Timeliness = Transparency?

On a long drive yesterday, I had an argument with a friend who works in health policy for the federal government about whether or not Obama’s administration has so far demonstrated a lack of transparency.

His perspective was that Obama had made various promises during the election which were focused on ends (health care for all, reduced health spending, Medicaid and Medicare reform, etc) without clear means of achieving them. Because the president’s specific strategies are unclear, he argued, the president is therefore not being as forthcoming as he ought to be, which points to a lack of transparency in the administration.

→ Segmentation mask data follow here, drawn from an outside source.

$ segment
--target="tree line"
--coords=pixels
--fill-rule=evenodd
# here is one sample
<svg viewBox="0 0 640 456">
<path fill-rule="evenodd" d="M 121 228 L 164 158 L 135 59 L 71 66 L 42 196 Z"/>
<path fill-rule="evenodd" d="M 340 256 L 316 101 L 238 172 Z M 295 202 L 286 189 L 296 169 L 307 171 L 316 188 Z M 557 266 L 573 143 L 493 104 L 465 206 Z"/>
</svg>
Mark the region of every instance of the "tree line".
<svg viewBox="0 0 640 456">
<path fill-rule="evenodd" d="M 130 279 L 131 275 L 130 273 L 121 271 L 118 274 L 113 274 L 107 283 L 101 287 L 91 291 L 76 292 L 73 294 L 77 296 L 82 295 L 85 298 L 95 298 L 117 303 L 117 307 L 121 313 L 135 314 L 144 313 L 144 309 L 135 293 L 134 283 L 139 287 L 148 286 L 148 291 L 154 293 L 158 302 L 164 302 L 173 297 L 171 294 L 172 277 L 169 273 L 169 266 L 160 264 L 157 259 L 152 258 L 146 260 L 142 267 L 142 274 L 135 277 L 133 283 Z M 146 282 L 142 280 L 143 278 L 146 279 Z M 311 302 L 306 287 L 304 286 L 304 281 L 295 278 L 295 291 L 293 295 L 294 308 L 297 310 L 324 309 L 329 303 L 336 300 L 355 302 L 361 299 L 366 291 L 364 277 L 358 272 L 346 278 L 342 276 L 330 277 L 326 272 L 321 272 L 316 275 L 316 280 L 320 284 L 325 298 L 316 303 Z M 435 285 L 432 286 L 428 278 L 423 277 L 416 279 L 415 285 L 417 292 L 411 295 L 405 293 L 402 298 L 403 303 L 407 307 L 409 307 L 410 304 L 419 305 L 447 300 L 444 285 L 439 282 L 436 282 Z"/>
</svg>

My counterargument can be summed up by the “Today is Day…” tab at the top of this web page. Obama has been in office for less than a month. He doesn’t have a Health and Human Services secretary yet. He’s been dealing with a divided Congress over a stimulus package that is meant to save us from the nation’s worst-ever financial crisis. Isn’t a detailed plan of attack on health care reform a little bit too much to ask at this stage.

But what I didn’t really get at the time is that my friend’s gripes with Obama’s efficiency (a) have legal grounding, and (b) are intensely personal. Apparently, the president is required by law to submit a budget to Congress that presents his economic assumptions and year-to-come projections for a laundry list of ares of government spending. And there are a lot of people, like my friend, who depend day-to-day on being on the same page as various federal agencies. When your job is to crunch the numbers on something as massive and complex as health policy, all day long, in order to provide context and suggestions for where that policy ought to go in the future, it must be a huge headache to not know what the federal government’s plan is, what their assumptions are, what they expect to see coming over the horizon.

The denouement of this argument was that I don’t think Obama’s failure to present a budget is in any way not-transparent, but only because I think transparency has to do wtih not hiding information and providing it when pressed. So far, I haven’t heard anyone publicly demanding that Obama get his budget to the Capitol. Instead, expedient and thorough planning constitutes a different kind of transparency: one that goes above and beyond the basic duties of the presidency and if maintained, would lead to the sorts of perceptions of Obama — that he is a go-getter, a true reformer, and the type of effective leader he claimed to be back in October — that would really help keep up morale among federal employees and the millions of people who depend on their hard work.